Time series classification Dynamic Time Warping nearest neighbor multilevel representations filters-and-refine

1 Introduction

Time series classification (TSC) is one of the most challenging problems and widely used in the time series data mining community. With the growing popularity of temporal data, TSC has been highly applied to many real-world applications, including human activity recognition [44], classification of Electrocardiograms [22], acoustic scene classification [28], speech recognition [38], and many more.

TSC differs from traditional classification problems because time series are always high-dimensional data, and the order of the attributes does matter. In the past few years, a multitude of inspiring algorithms have been investigated to solve the TSC problem, and the greatest research emphasis has been focused on improving the classification accuracy. Representative methods include Elastic Ensemble (EE) [26], Bag-of-SFA-Symbols (BOSS) [35], Shapelet Transform (ST) [16], Collective of Transformation-based Ensembles (COTE) [2], Hierarchical Vote COTE (HIVE-COTE) [27]. These methods are sophisticated and can garner state-of-the-art classification accuracy on the UCR archive [10], which is the primary benchmark for TSC researches. Unfortunately, these newly developed methods suffer from two main drawbacks, which limit their use in many real-life applications.

Firstly, most of the mentioned TSC algorithms require the setting of input parameters, and the researcher is always forced to fine-tune the parameters to achieve the optimal results [14]. Nevertheless, these parameters are dependent on the dataset, and the unsatisfactory results may be obtained if poorly parameter settings are chosen. Thus, these parameter-laden methods can not be directly applied to previously unseen datasets because the trained models rely on a particular dataset [43]. Besides, training these high accuracy classifiers, such as COTE and HIVE-COTE, has very high space and time complexity. For example, training HIVE-COTE on a time series dataset with only 1500 instances can require eight days of CPU time [39]. Therefore, HIVE-COTE is infeasible for many real-life applications, although it can achieve state-of-the-art classification accuracy.

Secondly, in many domains, time series data such as sensor data can be very dynamic. For many parameter-laden methods, it is challenging to generate a trained model when time series in the real-time analytics or mutable database because the user may need to change the model frequently.

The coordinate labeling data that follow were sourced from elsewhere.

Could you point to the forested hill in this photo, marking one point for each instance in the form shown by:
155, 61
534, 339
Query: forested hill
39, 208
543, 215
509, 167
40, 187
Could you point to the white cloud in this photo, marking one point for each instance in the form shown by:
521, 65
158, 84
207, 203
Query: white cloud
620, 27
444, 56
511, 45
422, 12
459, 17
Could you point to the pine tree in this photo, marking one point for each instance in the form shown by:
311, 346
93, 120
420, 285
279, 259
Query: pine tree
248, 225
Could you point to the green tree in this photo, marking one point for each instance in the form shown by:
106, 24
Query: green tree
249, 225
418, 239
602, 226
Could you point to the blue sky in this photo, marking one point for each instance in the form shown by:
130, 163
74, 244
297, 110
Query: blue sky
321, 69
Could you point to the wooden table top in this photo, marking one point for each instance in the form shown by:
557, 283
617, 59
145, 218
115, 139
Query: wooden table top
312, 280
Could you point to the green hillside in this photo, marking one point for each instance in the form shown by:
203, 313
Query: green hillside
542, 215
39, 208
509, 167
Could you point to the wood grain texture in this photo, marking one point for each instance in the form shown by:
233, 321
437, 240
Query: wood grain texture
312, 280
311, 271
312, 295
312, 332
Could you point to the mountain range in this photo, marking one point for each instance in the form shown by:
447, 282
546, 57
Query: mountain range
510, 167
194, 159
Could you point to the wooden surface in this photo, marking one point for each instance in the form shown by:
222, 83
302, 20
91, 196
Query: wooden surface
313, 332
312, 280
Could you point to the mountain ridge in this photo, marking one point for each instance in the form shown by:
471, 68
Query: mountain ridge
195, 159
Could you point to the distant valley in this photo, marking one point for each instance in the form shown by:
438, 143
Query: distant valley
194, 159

We believe that the NN-DTW [42] is an effective TSC method for overcoming these drawbacks. This is for two main reasons: (1) NN-DTW is a non-parametric TSC method that can be directly exploited with mutable and previously unseen datasets. (2) NN-DTW has been widely used and can achieve performance which is not significantly different than the state-of-the-art. However, calculating DTW distance between two time series is rather slow because DTW has quadratic time complexity. Thus, NN-DTW cannot scale well to real-time applications where the responsiveness is essential. With these motivations, in this paper, our objective is to design a parameter-light and efficient method to solve TSC problem. Specifically, the MDTW (shorthand for Multilevel Dynamic Time Warping) is proposed. The MDTW is based on NN-DTW; however, it performs much faster than NN-DTW. The MDTW is a parameter-light method. It involves only a few parameters and needs not to fine-tune the parameters for different datasets. More importantly, the parameters can be chosen arbitrarily because the classification accuracy is largely insensitive to the parameters. MDTW has a pre-processing step; however, the pre-processing time is very small (less than one second) even on large time series datasets, and thus, the overhead of the pre-processing step can be ignored.

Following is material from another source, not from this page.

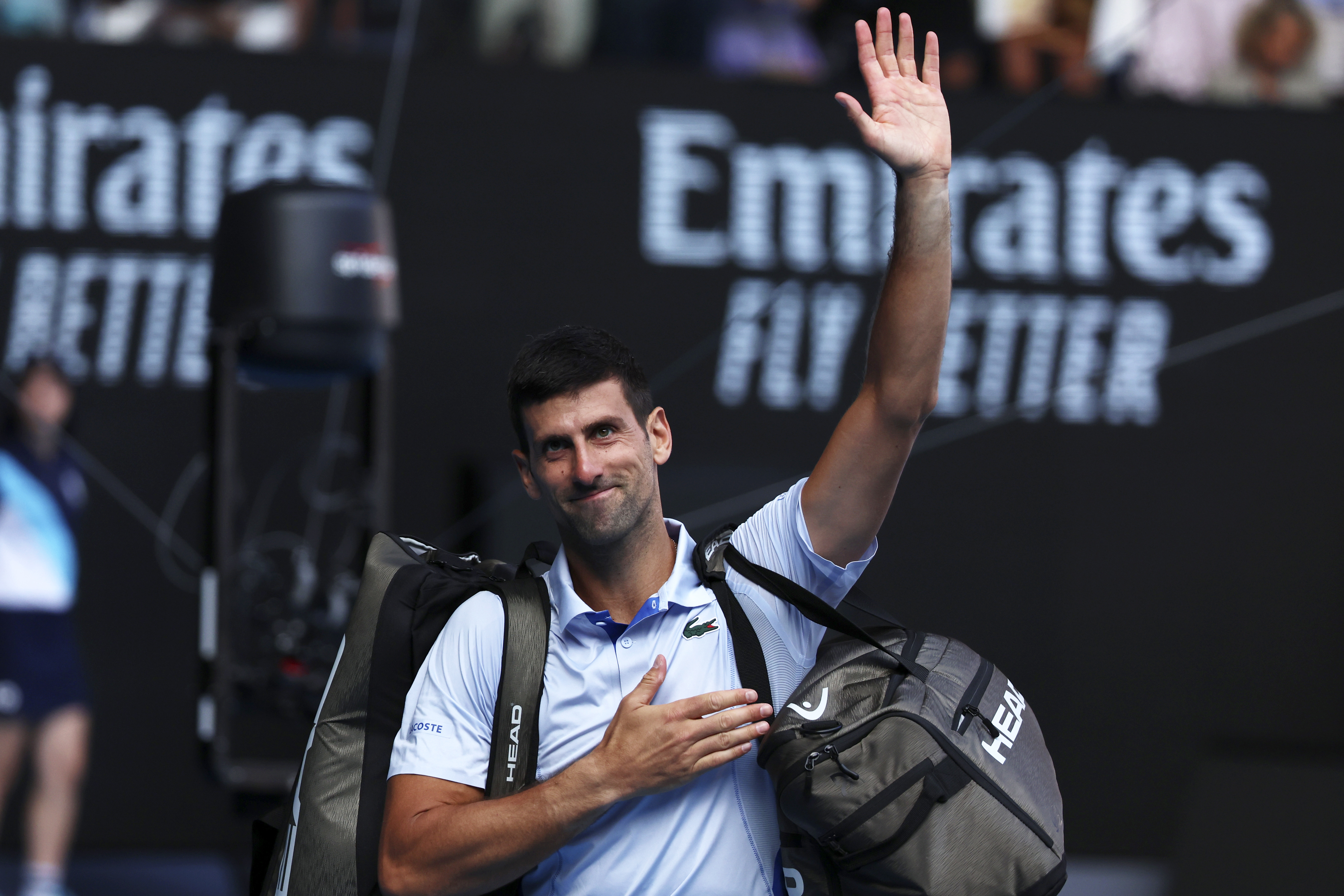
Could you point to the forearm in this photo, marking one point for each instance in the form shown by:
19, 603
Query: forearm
460, 850
905, 349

To summarize, we make the following contributions

In this paper, we propose the MDTW method for time series classification problem. The MDTW involves several different resolutions for time series representations and uses the filters-and-refine framework to calculate the nearest neighbor. Many expensive DTW distance computations can be reduced in the filters-stage. Thus, MDTW can speed up the conventional NN-DTW procedure.

The MDTW is orthogonal to most of the methods of accelerating DTW computations and can be used in conjunction with them. To illustrate this point, in this paper, we embed a recently presented technique, prunedDTW [40], into the MDTW procedure to make MDTW even faster.

We compare the performance of MDTW with related state-of-the-art methods using the UCR archive. The experimental results show that MDTW achieves similar classification accuracy as NN-DTW. Furthermore, there is no significant difference between our approach and the state-of-the-art in average accuracy, with very small losses (<3%). The empirical studies also demonstrate that MDTW is orders of magnitude faster than the competitors.

The paper is organized as follows. Section 2 presents the necessary background knowledge and related work of our research. In Section 3, we start with some necessary definitions, as well as with a brief introduction of the DTW distance. We then describe the intuition behind our method and give the formal statement and time complexity analysis of the MDTW. The experimental results can be found in Section 4. Finally, the paper is concluded in Section 5.

2 Background

2.1 Time series classification

Given a time series training set, the task of TSC is to train a classifier on a training set and use this classifier to predict the class labels of unlabeled time series. A multitude of techniques have been proposed and we can classify these techniques into five types [1], i.e., interval-based [5 , 12], shapelet-based [7 , 29], dictionary-based [25 , 37], ensemble-based [2, 27] and instance-based [17 , 51].

Interval-based methods. These methods train a classifier such as random forest, decision trees, and support vector machine based on the features derived from the phase-dependent intervals of each time series in the training set to classify testing time series. Representative methods include time series forest (TSF) [13], time series bag of features (TSBF) [4] and learned pattern similarity (LPS) [5].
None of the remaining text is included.